Esta plegaría tiene como contenido esencial la misma vida de
familia: «alegrías y dolores, esperanzas y tristezas, nacimientos y cumpleaños,
aniversario de la boda de los padres, partidas, alejamientos y regresos,
elecciones importantes y decisivas, muerte de personas queridas, etc., señalan
la intervención del amor de Dios en la historia de la familia, como deberán
también señalar el momento favorable de acción de gracias, de imploración, de
abandono confiado de la familia al Padre común que está en los cielos. Además,
la dignidad y la responsabilidad de la familia cristiana en cuanto Iglesia
doméstica solamente pueden ser vivificadas con la ayuda incesante de Dios, que
será concedida sin falta a cuantos la pidan con humildad y confianza en la
oración»9.
El centro de la familia cristiana debe estar puesto en el
Señor. Por eso, cualquier acontecimiento o circunstancia que, con solo una
visión humana, sería incomprensible es interpretado como algo permitido por
Dios, algo que redundará siempre en bien de todos. Así, la enfermedad o la
muerte de una persona querida, el nacimiento de un hermano minusválido o
cualquier otra prueba son advertidos con relieve de eternidad y no llevan al
desaliento o a la amargura, sino a confiar más en el Señor y a abandonarse del
todo en sus brazos. Él es Padre de todos.

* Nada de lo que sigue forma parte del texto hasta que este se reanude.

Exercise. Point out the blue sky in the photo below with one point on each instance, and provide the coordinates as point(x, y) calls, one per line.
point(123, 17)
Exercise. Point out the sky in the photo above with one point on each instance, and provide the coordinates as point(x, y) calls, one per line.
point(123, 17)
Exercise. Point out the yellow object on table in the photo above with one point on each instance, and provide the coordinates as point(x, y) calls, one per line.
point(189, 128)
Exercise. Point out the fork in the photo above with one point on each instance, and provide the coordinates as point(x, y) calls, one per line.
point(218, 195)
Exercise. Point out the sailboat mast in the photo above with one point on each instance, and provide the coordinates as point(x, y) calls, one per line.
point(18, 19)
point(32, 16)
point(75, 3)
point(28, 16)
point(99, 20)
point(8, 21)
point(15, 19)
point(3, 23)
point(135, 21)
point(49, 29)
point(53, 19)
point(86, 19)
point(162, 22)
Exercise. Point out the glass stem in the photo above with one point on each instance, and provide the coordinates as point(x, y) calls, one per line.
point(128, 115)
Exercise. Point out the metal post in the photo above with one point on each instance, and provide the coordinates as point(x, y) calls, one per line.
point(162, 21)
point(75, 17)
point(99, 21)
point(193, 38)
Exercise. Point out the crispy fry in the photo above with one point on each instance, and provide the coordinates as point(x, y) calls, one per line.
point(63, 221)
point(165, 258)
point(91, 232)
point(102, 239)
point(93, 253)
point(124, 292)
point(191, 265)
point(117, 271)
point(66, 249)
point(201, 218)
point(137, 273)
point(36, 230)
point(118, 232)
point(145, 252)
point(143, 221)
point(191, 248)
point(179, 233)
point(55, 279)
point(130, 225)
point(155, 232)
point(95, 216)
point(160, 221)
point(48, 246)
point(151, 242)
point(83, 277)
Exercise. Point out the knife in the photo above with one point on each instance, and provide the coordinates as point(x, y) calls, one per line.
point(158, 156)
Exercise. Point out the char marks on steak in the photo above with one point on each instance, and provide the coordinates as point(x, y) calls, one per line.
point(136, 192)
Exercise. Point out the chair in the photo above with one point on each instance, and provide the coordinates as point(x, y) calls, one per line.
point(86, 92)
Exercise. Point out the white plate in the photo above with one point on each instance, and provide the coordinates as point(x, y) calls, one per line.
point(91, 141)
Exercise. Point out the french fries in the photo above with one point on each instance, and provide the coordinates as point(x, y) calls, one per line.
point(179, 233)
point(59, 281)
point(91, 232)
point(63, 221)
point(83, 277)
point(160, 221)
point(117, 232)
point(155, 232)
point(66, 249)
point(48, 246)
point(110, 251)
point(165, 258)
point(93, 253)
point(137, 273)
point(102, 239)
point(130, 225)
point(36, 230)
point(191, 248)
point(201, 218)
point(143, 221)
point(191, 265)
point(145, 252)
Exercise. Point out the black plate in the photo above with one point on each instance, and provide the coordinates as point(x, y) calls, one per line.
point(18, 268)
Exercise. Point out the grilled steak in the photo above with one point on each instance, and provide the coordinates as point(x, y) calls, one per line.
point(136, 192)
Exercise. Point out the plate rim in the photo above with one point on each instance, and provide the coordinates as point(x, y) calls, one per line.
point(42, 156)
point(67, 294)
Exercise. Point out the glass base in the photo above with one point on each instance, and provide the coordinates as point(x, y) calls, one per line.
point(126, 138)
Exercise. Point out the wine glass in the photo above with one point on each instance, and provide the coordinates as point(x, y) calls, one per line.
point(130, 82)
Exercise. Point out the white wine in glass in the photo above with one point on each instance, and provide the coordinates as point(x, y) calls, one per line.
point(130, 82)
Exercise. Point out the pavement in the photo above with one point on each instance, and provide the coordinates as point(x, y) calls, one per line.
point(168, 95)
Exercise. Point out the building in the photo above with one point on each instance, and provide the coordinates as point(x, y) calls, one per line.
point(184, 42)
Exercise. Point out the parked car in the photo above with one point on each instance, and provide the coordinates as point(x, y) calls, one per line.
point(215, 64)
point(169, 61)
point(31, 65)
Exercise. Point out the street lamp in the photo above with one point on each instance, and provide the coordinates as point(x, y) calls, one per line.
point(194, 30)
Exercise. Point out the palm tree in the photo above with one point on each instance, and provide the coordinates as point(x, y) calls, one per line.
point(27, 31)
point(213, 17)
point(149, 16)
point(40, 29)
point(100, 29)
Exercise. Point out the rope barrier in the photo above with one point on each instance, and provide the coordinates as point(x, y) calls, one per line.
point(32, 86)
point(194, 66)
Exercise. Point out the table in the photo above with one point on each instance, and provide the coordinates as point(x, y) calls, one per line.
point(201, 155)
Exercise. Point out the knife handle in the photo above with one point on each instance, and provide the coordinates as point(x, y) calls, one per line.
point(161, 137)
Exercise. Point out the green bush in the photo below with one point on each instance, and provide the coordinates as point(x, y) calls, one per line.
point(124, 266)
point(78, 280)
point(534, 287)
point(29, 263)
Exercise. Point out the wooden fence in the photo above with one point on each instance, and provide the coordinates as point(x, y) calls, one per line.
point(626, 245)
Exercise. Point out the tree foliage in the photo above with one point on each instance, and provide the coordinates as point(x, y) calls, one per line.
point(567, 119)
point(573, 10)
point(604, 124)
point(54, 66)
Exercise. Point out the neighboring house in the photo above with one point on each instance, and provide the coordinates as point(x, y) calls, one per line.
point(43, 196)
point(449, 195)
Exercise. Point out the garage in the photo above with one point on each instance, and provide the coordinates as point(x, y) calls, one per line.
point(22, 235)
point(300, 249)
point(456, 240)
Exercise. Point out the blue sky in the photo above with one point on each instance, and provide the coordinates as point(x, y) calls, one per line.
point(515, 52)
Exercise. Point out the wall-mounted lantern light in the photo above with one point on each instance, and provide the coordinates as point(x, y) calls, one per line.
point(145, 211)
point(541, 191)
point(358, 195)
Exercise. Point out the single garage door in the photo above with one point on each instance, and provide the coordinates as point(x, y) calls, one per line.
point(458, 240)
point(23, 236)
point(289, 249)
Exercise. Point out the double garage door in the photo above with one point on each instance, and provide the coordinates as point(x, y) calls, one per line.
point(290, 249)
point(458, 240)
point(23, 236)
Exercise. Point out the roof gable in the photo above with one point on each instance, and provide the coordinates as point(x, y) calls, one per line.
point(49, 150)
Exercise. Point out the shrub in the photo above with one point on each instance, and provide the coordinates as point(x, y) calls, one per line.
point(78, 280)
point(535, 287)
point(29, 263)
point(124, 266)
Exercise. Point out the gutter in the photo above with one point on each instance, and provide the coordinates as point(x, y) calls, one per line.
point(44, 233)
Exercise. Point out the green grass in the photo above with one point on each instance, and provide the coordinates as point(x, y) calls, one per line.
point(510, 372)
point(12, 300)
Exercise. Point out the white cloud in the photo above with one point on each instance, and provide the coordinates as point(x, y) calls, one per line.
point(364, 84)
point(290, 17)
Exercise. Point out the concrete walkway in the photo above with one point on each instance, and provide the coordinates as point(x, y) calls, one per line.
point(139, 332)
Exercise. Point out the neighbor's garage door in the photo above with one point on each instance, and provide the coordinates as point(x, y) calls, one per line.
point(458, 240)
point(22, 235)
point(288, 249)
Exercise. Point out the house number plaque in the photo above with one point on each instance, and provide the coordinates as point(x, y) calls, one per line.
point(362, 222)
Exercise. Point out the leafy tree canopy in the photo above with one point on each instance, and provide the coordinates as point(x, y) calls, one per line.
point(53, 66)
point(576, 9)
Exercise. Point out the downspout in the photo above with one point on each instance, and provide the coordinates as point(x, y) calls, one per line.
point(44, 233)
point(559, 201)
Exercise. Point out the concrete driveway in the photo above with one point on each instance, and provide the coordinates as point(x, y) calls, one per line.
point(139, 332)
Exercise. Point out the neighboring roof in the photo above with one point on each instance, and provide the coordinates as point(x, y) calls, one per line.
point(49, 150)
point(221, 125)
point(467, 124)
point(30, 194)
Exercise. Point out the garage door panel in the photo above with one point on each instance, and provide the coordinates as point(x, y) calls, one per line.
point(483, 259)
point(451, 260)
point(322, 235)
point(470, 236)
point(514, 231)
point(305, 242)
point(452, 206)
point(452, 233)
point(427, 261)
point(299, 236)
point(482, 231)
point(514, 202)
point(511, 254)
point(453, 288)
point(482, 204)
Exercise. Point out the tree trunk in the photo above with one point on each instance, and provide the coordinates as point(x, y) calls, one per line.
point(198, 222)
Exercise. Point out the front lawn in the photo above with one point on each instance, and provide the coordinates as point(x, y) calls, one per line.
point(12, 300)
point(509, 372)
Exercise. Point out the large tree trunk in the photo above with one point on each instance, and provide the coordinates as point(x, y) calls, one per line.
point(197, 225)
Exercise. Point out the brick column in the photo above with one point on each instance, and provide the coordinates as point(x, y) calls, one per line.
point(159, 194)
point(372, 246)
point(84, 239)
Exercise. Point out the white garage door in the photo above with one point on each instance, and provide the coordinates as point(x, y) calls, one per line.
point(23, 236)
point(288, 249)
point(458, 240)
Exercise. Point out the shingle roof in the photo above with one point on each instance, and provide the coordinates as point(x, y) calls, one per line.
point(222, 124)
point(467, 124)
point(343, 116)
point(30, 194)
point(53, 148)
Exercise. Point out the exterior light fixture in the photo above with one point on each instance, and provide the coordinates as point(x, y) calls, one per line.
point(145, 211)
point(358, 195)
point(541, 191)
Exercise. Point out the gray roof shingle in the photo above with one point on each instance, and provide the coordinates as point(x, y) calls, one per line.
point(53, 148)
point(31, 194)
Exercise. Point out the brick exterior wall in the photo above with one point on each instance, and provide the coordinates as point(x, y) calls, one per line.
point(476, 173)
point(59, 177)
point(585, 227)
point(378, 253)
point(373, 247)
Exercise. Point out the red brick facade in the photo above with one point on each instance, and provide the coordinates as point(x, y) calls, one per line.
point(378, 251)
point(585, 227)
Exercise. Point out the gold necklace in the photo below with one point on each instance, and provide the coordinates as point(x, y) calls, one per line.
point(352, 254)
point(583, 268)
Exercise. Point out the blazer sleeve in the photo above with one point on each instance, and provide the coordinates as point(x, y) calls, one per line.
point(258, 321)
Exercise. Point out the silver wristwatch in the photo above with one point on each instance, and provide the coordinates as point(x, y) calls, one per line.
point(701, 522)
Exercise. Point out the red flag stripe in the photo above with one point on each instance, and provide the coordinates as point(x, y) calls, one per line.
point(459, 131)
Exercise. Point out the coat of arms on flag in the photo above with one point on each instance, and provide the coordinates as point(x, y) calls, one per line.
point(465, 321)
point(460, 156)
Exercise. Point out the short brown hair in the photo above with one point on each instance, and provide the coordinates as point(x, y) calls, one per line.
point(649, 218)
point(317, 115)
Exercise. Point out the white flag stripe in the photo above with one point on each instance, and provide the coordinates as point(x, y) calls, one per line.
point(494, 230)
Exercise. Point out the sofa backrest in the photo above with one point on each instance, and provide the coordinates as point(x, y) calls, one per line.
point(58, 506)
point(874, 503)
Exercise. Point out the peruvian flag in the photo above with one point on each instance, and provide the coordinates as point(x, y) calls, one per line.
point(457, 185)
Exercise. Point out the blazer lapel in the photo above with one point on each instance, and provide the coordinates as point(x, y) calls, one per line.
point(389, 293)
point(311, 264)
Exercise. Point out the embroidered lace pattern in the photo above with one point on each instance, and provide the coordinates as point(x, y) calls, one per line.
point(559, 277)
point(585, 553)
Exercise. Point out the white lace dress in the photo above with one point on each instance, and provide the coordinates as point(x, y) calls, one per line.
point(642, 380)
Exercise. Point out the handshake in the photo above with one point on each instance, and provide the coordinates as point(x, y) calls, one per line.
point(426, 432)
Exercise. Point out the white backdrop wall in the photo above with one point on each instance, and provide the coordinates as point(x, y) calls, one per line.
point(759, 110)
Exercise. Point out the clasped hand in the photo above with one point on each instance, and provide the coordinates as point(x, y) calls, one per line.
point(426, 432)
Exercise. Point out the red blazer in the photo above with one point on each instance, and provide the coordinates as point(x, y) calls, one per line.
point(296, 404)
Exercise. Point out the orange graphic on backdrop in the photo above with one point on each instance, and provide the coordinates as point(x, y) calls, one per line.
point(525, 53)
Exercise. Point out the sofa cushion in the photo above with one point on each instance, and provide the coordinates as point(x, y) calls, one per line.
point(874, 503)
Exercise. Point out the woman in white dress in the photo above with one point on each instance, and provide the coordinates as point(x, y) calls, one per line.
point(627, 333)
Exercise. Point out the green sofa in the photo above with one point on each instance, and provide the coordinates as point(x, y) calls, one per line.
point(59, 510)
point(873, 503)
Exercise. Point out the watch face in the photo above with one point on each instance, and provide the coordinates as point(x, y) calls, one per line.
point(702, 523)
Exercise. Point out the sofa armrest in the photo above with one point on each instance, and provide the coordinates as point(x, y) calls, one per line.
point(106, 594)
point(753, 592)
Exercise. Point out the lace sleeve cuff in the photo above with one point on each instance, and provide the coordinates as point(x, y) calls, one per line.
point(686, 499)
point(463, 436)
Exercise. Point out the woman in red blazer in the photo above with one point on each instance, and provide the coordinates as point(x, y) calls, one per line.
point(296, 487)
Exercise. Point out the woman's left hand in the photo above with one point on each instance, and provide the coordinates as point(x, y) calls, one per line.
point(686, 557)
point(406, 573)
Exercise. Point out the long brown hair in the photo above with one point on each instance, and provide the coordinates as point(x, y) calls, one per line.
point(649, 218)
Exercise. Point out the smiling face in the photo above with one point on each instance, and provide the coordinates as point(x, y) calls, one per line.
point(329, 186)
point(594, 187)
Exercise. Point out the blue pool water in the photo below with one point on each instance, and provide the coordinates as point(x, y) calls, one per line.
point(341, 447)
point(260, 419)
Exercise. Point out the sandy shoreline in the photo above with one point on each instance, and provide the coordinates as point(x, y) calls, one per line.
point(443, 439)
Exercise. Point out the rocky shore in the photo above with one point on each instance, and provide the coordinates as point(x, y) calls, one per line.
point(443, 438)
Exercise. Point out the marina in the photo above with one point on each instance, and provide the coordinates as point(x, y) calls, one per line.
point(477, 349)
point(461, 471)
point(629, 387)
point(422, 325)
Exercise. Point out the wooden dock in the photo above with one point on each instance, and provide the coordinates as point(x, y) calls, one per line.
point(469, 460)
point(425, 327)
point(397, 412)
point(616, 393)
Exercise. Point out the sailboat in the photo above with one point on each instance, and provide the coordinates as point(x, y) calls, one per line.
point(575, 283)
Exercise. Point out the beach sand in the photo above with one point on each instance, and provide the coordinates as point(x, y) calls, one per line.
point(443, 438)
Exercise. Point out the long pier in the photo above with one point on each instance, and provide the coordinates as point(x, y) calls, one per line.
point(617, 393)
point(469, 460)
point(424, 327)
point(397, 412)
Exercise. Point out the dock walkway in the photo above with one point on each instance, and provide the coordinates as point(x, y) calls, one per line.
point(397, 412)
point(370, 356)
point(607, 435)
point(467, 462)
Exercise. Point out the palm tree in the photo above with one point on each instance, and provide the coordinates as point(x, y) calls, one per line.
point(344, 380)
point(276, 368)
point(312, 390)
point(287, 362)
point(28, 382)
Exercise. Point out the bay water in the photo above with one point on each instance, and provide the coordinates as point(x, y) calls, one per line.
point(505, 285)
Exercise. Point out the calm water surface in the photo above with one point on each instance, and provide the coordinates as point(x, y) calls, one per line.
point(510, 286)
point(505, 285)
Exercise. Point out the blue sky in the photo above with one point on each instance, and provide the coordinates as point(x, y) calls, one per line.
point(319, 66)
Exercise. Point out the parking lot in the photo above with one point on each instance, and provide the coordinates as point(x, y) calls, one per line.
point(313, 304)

En el día de hoy pedimos a Santa Mónica la constancia que
ella tuvo en la oración y que ayude a todas las familias a conservar ese tesoro
de la piedad familiar, aunque en muchos lugares el ambiente y las costumbres
que se van extendiendo no sean favorables. Esta situación, por el contrario,
nos ha de llevar a todos a un mayor empeño en que Dios sea realmente el centro
de todo hogar, comenzando por el nuestro. Así la vida de familia será un
anticipo del Cielo.
1 Lc 7, 11-17. — 2 San Agustín, Confesiones, 9, 9, 21. — 3 Ibídem, 3, 12, 21. — 4ídem, Sermón 94. — 5 Juan Pablo II, A los obispos de Chile en visita
«ad limina», 10-III-1989. — 6 San Agustín, Confesiones 9, 9, 19. — 7 juan Pablo II, En la inauguración del seminario de
Augsburgo, 4-V-1987. — 8 ídem, Exhort. Apost. Familiaris consortio,
22-XI-1981, 59. — 9 Ibídem.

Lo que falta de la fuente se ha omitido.